Acute brain injuries are characterized by extensive tissue damage, resulting in functional deficits in patients. The capacity of nerve tissue to self-regenerate is insufficient, thus therapies based on exogenous cells are urgently needed. Human enteric glia (EG) have interesting intrinsic properties that make them a valuable candidate for regenerative medicine. Malonate-induced acute brain injury is performed in the motor cortex of female rats, causing extensive tissue damage and long-lasting sensorimotor deficits.

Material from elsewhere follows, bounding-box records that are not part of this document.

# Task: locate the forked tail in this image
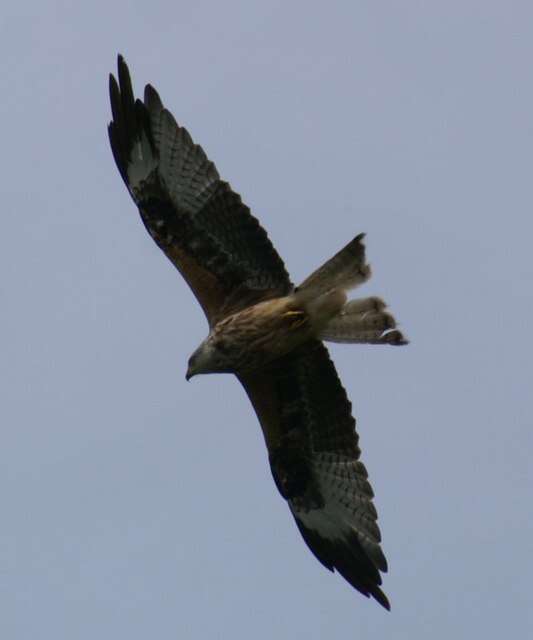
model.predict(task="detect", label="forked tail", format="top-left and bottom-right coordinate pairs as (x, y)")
top-left (294, 233), bottom-right (408, 345)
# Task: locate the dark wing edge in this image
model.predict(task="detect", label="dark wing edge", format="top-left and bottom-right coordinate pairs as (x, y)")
top-left (108, 55), bottom-right (292, 324)
top-left (239, 342), bottom-right (390, 610)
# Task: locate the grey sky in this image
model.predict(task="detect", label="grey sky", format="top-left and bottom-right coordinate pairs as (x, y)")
top-left (0, 0), bottom-right (533, 640)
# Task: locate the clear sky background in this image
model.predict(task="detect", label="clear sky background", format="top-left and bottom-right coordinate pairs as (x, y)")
top-left (0, 0), bottom-right (533, 640)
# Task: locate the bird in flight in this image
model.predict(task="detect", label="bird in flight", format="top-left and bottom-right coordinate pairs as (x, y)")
top-left (109, 56), bottom-right (407, 609)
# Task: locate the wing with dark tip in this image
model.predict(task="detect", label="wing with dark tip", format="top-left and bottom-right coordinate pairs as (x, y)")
top-left (109, 56), bottom-right (291, 324)
top-left (239, 342), bottom-right (390, 609)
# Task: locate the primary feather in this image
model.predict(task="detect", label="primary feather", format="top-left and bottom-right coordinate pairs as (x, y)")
top-left (109, 56), bottom-right (404, 609)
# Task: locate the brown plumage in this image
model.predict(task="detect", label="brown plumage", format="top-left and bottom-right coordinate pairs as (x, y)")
top-left (109, 56), bottom-right (406, 608)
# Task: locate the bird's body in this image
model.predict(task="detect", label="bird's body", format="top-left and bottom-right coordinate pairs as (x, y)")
top-left (109, 56), bottom-right (406, 608)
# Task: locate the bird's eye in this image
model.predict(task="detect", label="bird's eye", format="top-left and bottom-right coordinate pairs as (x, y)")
top-left (217, 340), bottom-right (228, 355)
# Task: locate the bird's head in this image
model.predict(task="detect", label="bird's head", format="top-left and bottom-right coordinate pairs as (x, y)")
top-left (185, 336), bottom-right (233, 380)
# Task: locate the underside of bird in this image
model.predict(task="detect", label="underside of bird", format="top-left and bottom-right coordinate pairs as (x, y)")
top-left (109, 56), bottom-right (406, 609)
top-left (186, 234), bottom-right (407, 380)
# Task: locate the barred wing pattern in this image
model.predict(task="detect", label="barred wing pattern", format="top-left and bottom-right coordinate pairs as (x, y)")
top-left (109, 56), bottom-right (292, 326)
top-left (239, 342), bottom-right (390, 609)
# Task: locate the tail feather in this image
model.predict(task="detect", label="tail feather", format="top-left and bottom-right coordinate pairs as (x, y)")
top-left (297, 233), bottom-right (370, 296)
top-left (320, 298), bottom-right (407, 345)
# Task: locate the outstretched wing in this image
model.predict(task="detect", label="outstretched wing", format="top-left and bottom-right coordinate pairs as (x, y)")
top-left (239, 342), bottom-right (390, 609)
top-left (109, 56), bottom-right (291, 325)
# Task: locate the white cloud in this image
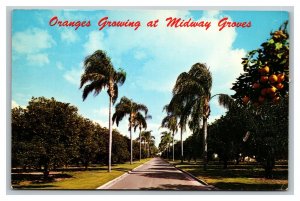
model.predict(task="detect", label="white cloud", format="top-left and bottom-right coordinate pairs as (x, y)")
top-left (64, 63), bottom-right (83, 86)
top-left (12, 28), bottom-right (55, 54)
top-left (93, 107), bottom-right (109, 117)
top-left (11, 100), bottom-right (19, 109)
top-left (60, 29), bottom-right (79, 43)
top-left (84, 10), bottom-right (246, 93)
top-left (84, 10), bottom-right (246, 144)
top-left (12, 28), bottom-right (55, 66)
top-left (56, 61), bottom-right (64, 70)
top-left (11, 100), bottom-right (26, 109)
top-left (26, 53), bottom-right (50, 66)
top-left (207, 115), bottom-right (221, 123)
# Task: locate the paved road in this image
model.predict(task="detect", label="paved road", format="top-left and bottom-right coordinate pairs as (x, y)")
top-left (98, 158), bottom-right (211, 190)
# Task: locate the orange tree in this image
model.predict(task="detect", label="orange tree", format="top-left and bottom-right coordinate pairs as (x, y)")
top-left (232, 22), bottom-right (289, 106)
top-left (232, 22), bottom-right (289, 178)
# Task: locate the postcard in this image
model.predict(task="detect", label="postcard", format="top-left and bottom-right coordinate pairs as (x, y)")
top-left (10, 8), bottom-right (292, 191)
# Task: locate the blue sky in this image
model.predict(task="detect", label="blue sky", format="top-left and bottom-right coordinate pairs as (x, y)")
top-left (12, 10), bottom-right (289, 144)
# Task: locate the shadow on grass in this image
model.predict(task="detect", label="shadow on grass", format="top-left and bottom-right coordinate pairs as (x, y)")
top-left (11, 173), bottom-right (72, 185)
top-left (140, 184), bottom-right (212, 191)
top-left (12, 185), bottom-right (56, 190)
top-left (213, 182), bottom-right (288, 191)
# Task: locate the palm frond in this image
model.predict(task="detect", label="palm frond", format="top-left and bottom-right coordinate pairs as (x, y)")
top-left (218, 94), bottom-right (234, 109)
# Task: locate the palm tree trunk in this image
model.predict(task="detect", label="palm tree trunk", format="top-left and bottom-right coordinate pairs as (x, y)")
top-left (203, 117), bottom-right (207, 170)
top-left (180, 128), bottom-right (183, 163)
top-left (140, 129), bottom-right (142, 161)
top-left (172, 133), bottom-right (174, 161)
top-left (129, 126), bottom-right (132, 165)
top-left (108, 96), bottom-right (112, 172)
top-left (147, 141), bottom-right (150, 158)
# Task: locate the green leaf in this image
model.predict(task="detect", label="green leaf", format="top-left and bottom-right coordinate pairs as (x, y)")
top-left (275, 43), bottom-right (282, 50)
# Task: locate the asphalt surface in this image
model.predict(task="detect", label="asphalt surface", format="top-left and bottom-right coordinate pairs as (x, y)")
top-left (98, 158), bottom-right (211, 191)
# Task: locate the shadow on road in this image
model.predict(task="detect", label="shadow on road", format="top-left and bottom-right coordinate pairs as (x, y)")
top-left (140, 184), bottom-right (212, 191)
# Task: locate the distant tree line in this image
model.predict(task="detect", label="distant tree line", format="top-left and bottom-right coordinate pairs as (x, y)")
top-left (11, 97), bottom-right (156, 177)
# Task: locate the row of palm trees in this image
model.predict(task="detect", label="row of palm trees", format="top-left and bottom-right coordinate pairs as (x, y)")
top-left (161, 63), bottom-right (231, 170)
top-left (80, 50), bottom-right (151, 172)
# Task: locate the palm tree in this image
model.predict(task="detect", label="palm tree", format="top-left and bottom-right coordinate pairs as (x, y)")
top-left (80, 50), bottom-right (126, 172)
top-left (141, 131), bottom-right (155, 158)
top-left (173, 63), bottom-right (212, 170)
top-left (164, 98), bottom-right (190, 163)
top-left (159, 131), bottom-right (172, 159)
top-left (161, 113), bottom-right (178, 161)
top-left (134, 112), bottom-right (152, 160)
top-left (112, 96), bottom-right (148, 164)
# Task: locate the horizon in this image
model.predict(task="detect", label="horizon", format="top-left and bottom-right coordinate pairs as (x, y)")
top-left (12, 10), bottom-right (289, 146)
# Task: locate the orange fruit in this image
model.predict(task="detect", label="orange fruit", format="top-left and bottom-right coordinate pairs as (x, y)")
top-left (276, 83), bottom-right (284, 90)
top-left (272, 96), bottom-right (280, 103)
top-left (252, 82), bottom-right (260, 89)
top-left (262, 66), bottom-right (270, 73)
top-left (260, 88), bottom-right (268, 96)
top-left (258, 96), bottom-right (265, 103)
top-left (242, 96), bottom-right (249, 104)
top-left (269, 75), bottom-right (278, 84)
top-left (277, 73), bottom-right (284, 83)
top-left (260, 76), bottom-right (269, 83)
top-left (267, 86), bottom-right (277, 94)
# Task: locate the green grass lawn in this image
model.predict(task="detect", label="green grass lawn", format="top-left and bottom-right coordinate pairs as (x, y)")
top-left (12, 158), bottom-right (150, 190)
top-left (170, 161), bottom-right (288, 191)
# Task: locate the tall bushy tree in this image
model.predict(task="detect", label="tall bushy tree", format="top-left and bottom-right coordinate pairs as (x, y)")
top-left (80, 50), bottom-right (126, 172)
top-left (173, 63), bottom-right (212, 169)
top-left (161, 114), bottom-right (178, 161)
top-left (12, 97), bottom-right (78, 178)
top-left (113, 96), bottom-right (148, 164)
top-left (134, 112), bottom-right (152, 160)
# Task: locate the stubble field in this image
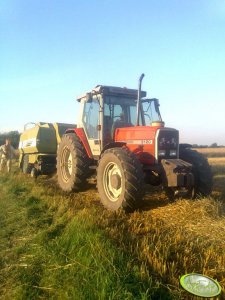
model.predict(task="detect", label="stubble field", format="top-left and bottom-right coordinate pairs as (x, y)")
top-left (0, 149), bottom-right (225, 299)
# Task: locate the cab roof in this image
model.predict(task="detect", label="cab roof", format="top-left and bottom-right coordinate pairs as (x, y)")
top-left (77, 85), bottom-right (147, 102)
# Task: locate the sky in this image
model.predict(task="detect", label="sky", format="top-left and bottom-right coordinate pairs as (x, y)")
top-left (0, 0), bottom-right (225, 145)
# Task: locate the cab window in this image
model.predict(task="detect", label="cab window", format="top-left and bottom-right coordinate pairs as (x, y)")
top-left (83, 100), bottom-right (99, 140)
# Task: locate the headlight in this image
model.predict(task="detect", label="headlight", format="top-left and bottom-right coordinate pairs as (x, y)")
top-left (170, 150), bottom-right (177, 156)
top-left (158, 150), bottom-right (166, 156)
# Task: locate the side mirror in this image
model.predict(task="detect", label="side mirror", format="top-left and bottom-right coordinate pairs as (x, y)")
top-left (86, 93), bottom-right (92, 103)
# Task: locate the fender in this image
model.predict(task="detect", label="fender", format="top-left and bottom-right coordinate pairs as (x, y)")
top-left (65, 128), bottom-right (93, 158)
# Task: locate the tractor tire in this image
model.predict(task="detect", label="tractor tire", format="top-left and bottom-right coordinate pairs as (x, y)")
top-left (22, 154), bottom-right (33, 174)
top-left (57, 133), bottom-right (90, 192)
top-left (97, 148), bottom-right (144, 212)
top-left (180, 148), bottom-right (213, 198)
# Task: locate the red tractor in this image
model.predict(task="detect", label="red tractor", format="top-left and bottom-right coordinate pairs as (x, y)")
top-left (57, 74), bottom-right (212, 211)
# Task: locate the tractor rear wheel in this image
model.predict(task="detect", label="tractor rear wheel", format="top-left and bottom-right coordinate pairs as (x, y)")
top-left (180, 148), bottom-right (213, 198)
top-left (57, 133), bottom-right (90, 192)
top-left (97, 148), bottom-right (144, 212)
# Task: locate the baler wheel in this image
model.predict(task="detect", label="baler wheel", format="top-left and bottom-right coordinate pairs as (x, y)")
top-left (22, 154), bottom-right (33, 174)
top-left (180, 148), bottom-right (213, 198)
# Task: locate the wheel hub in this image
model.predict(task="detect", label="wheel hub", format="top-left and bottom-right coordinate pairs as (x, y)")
top-left (103, 162), bottom-right (122, 202)
top-left (110, 174), bottom-right (121, 190)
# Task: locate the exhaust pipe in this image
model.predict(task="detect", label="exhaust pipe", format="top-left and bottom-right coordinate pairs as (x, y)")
top-left (136, 73), bottom-right (145, 126)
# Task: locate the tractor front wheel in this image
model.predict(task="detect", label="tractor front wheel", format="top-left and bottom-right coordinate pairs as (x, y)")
top-left (57, 133), bottom-right (90, 192)
top-left (97, 148), bottom-right (144, 212)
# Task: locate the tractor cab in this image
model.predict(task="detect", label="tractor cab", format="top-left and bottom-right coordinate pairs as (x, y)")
top-left (77, 86), bottom-right (163, 156)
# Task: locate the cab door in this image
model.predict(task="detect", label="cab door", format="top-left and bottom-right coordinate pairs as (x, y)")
top-left (82, 98), bottom-right (101, 156)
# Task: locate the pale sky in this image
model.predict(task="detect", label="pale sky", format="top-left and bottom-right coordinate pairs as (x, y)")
top-left (0, 0), bottom-right (225, 145)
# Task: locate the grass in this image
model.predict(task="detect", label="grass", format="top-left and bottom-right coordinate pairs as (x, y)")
top-left (0, 150), bottom-right (225, 299)
top-left (0, 174), bottom-right (173, 299)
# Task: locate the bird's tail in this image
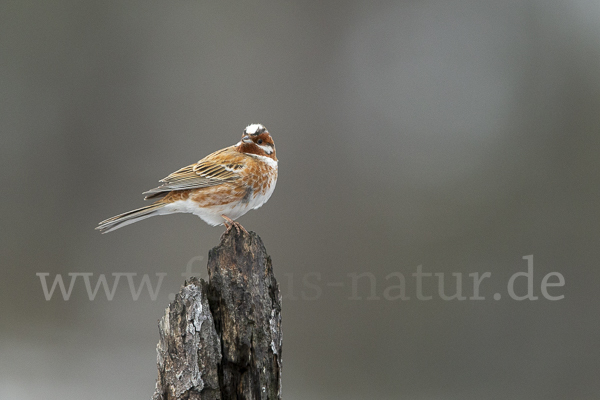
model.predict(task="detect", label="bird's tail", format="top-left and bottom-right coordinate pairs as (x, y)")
top-left (96, 201), bottom-right (167, 233)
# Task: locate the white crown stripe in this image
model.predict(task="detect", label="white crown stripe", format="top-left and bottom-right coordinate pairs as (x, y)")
top-left (244, 124), bottom-right (264, 135)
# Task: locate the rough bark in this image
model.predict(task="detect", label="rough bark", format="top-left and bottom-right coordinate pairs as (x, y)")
top-left (153, 229), bottom-right (282, 400)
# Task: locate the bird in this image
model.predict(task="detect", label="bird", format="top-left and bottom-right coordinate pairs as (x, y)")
top-left (96, 124), bottom-right (278, 234)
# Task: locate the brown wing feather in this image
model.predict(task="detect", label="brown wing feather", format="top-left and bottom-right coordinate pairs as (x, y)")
top-left (143, 146), bottom-right (244, 200)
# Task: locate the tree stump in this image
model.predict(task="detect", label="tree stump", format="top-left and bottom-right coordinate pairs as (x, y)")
top-left (153, 229), bottom-right (282, 400)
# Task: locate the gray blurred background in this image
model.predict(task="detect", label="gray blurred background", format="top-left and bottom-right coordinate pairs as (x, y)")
top-left (0, 0), bottom-right (600, 400)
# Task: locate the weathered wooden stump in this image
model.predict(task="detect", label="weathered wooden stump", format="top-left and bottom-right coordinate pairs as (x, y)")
top-left (153, 229), bottom-right (282, 400)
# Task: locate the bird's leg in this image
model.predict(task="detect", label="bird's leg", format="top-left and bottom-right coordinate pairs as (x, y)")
top-left (221, 214), bottom-right (248, 235)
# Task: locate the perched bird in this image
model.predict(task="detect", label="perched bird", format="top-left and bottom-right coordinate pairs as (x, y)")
top-left (96, 124), bottom-right (277, 233)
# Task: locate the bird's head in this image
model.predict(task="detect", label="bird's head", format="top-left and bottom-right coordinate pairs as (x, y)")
top-left (238, 124), bottom-right (277, 161)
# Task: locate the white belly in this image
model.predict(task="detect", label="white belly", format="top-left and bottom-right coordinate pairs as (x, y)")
top-left (165, 174), bottom-right (277, 226)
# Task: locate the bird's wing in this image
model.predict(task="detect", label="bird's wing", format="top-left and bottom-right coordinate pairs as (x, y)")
top-left (143, 146), bottom-right (246, 200)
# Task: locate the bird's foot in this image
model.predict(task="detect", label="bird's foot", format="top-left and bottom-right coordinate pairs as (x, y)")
top-left (221, 214), bottom-right (248, 238)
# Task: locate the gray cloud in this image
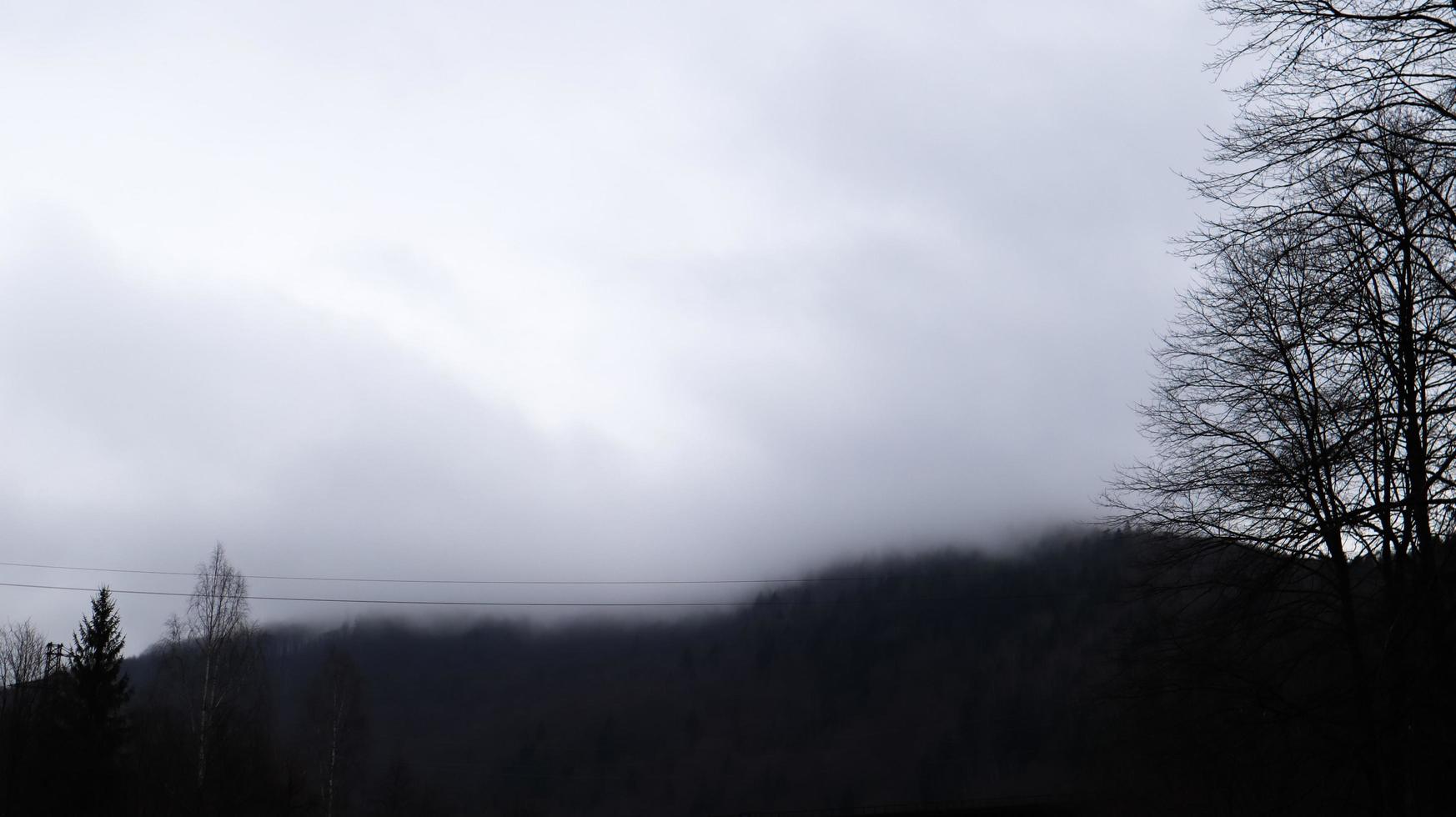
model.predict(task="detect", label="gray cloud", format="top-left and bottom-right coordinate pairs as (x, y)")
top-left (0, 3), bottom-right (1223, 647)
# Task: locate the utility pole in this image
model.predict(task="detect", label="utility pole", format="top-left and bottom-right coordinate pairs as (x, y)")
top-left (41, 641), bottom-right (72, 689)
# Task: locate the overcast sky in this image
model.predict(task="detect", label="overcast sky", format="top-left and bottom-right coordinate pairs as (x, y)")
top-left (0, 0), bottom-right (1228, 649)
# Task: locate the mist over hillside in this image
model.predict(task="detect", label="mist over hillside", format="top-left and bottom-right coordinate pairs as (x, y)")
top-left (116, 536), bottom-right (1132, 815)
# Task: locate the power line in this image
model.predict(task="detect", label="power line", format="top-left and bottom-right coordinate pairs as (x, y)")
top-left (0, 581), bottom-right (759, 607)
top-left (0, 562), bottom-right (872, 587)
top-left (0, 581), bottom-right (1115, 607)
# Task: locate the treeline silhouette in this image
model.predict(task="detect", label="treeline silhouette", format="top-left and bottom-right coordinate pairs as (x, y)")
top-left (0, 532), bottom-right (1452, 815)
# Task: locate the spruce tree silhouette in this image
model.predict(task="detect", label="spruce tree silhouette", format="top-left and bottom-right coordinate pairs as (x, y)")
top-left (63, 587), bottom-right (131, 814)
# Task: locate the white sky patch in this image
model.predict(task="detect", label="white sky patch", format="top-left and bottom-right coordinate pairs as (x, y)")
top-left (0, 0), bottom-right (1226, 641)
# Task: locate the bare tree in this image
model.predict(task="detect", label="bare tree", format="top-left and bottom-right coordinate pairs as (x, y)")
top-left (0, 619), bottom-right (45, 690)
top-left (168, 544), bottom-right (258, 789)
top-left (304, 647), bottom-right (367, 817)
top-left (1108, 0), bottom-right (1456, 814)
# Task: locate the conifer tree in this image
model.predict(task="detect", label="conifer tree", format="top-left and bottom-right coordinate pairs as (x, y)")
top-left (67, 587), bottom-right (131, 766)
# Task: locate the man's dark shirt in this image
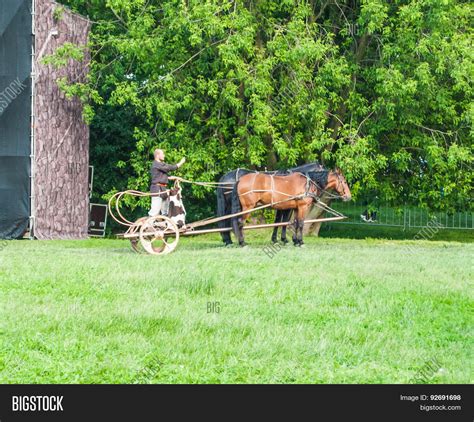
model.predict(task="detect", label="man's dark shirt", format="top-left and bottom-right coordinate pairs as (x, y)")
top-left (150, 160), bottom-right (178, 193)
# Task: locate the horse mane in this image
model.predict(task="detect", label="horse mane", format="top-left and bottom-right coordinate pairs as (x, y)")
top-left (305, 170), bottom-right (329, 189)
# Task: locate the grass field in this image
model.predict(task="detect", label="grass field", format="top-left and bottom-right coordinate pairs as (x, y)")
top-left (0, 229), bottom-right (474, 383)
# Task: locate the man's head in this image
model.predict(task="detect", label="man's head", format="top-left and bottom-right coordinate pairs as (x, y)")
top-left (153, 149), bottom-right (165, 161)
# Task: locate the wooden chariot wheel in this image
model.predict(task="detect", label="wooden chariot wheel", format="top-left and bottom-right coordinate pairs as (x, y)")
top-left (139, 215), bottom-right (179, 255)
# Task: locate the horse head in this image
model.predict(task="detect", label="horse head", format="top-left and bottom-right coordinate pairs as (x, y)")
top-left (168, 180), bottom-right (186, 229)
top-left (334, 167), bottom-right (352, 202)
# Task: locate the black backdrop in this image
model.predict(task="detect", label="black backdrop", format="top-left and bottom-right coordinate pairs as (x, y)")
top-left (0, 0), bottom-right (32, 239)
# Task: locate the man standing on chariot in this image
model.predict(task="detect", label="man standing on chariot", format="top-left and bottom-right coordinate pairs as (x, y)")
top-left (148, 149), bottom-right (186, 217)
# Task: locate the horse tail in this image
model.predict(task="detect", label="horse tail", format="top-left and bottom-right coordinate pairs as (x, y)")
top-left (232, 181), bottom-right (242, 214)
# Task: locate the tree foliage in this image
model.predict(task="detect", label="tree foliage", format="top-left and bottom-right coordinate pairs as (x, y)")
top-left (57, 0), bottom-right (474, 210)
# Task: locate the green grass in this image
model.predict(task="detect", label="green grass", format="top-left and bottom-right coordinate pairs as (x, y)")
top-left (0, 232), bottom-right (474, 383)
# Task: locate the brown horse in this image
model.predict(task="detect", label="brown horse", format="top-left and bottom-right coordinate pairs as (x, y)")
top-left (232, 169), bottom-right (351, 246)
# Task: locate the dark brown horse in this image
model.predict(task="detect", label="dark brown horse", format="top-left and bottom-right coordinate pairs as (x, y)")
top-left (232, 169), bottom-right (351, 246)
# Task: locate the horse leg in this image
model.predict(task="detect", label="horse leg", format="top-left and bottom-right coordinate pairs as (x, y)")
top-left (292, 215), bottom-right (299, 246)
top-left (221, 195), bottom-right (232, 246)
top-left (232, 204), bottom-right (253, 246)
top-left (272, 210), bottom-right (283, 243)
top-left (296, 206), bottom-right (308, 246)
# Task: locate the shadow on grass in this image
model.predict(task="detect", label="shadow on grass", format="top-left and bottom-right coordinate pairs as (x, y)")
top-left (319, 223), bottom-right (474, 243)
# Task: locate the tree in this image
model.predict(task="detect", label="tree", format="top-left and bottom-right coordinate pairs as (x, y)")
top-left (57, 0), bottom-right (474, 210)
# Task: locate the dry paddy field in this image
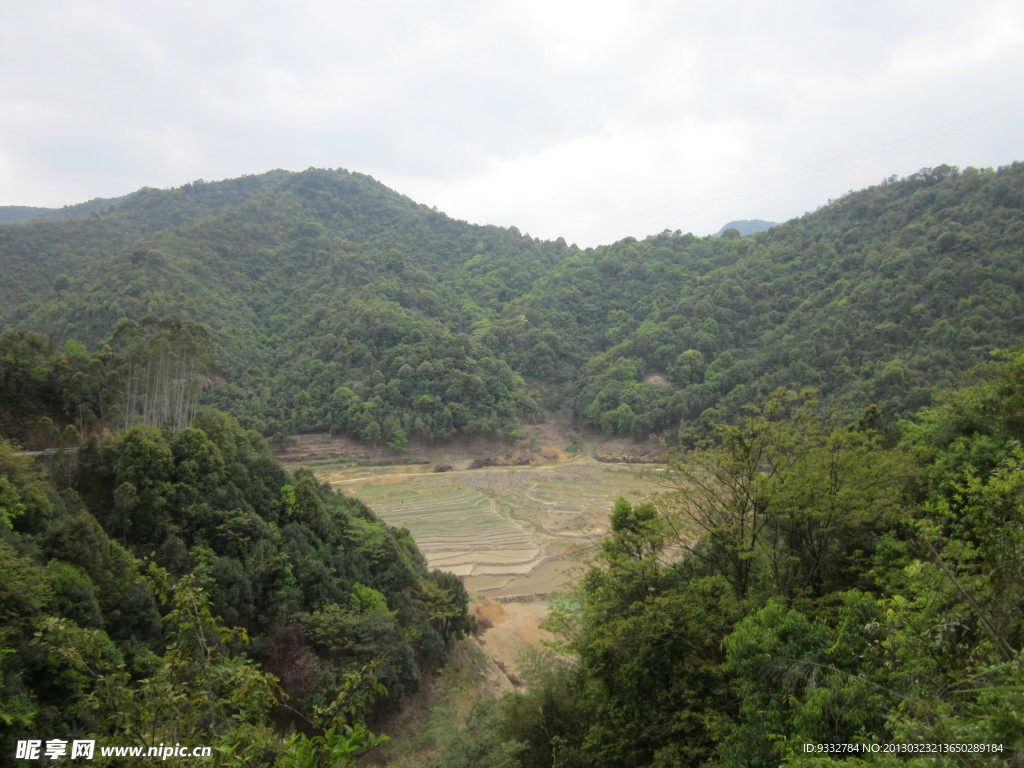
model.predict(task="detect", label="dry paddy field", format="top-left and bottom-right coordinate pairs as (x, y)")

Human EG are isolated, expanded and administered intranasally in awake immunocompetent rats. To determine the long-term safety and efficacy of human EG treatment, longitudinal evaluation of sensorimotor function, post-mortem tissue analysis and the fate of human EG are assessed thirty-six-weeks post-injury. Transplanted human EG are well tolerated in immunocompetent rats. Thirty-six-weeks post-injury, intranasally delivered human EG are detected in the rat brain, mainly in the injured motor cortex. They engraft and integrate with the host tissue, and enhance endogenous angiogenesis and neurogenesis. Notably, mature neurons derived from human EG are found and appear enveloped by oligodendrocytes, form synaptic connections with the host tissue, and are differentiated. This is the first study demonstrating the feasibility, safety and efficacy of intranasal administration of human EG for treatment of brain injury.